Per 30 anni la bambina di 4 anni mutilata, uccisa ed abbandonata sulla autostrada è stata chiamata senza identità e soprannominata “La piccola martire della A10”, oggi una nuova indagine ha portato a galla il suo nome ed i suoi assassini.

Ci sono voluti 30 anni prima di venire a capo di uno dei delitti più efferati degli ultimi 30 anni in Francia. Nel 1987 è stato trovato il corpo di una bambina di appena 4 anni abbandonato sul ciglio dell’autostrada A10. La piccola non solo era stata uccisa, ma era stata pure orribilmente mutilata. Nonostante l’attenzione mediatica sul caso e gli anni di indagini, la polizia francese si è dovuta arrendere al fatto che non ci fossero prove legate al caso. La bambina nel frattempo era stata seppellita in una tomba anonima e per tutti era divenuta “La piccola martire della A10“. Il caso è stato riaperto e grazie all’esame del dna ha portato all’identità della bambina (si chiamava Ines) ed ai colpevoli: i genitori.

La svolta nel caso della bambina mutilata, uccisa ed abbandonata sulla A10 

L’indagine è stata riaperta casualmente dopo che il fratello della vittima è stato indagato per un altro crimine.
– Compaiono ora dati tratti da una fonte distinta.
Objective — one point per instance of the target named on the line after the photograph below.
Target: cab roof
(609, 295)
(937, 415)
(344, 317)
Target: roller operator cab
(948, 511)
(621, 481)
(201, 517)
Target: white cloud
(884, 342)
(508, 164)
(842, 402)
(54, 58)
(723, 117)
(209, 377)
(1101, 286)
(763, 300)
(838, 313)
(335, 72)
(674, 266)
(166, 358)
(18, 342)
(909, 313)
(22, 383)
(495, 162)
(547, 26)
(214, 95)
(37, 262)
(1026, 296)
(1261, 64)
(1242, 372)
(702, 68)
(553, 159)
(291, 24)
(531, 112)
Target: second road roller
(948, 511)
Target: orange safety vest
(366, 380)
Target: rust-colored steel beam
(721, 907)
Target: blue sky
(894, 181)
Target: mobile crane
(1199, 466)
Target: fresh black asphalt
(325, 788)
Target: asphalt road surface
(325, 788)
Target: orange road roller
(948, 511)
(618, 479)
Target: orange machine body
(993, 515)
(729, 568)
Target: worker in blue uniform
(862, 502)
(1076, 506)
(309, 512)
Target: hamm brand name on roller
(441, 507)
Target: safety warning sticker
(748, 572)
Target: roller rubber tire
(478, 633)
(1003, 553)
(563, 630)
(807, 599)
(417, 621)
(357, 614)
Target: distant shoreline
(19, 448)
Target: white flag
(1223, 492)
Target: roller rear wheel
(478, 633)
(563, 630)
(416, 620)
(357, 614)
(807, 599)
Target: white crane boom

L’esame del dna ha portato ad un riscontro con quello effettuato sulla piccola anni prima, quindi da ulteriori indagini si è scoperto che il ragazzo aveva una sorella di nome Inass di cui i genitori non avevano mai denunciato la scomparsa. Dopo gli interrogatori e gli esami su questi ultimi la polizia ha trovato le prove che dimostrano come siano stati proprio loro a mutilare e uccidere la piccola 30 anni prima. La coppia (entrambi ormai 60enni) è stata arrestata e rinchiusa nel carcere di Orleans per l’accuse di omicidio, occultamento di cadavere e violenza abituale su minore dalle quali si dovranno difendere in tribunale per non ottenere una condanna all’ergastolo.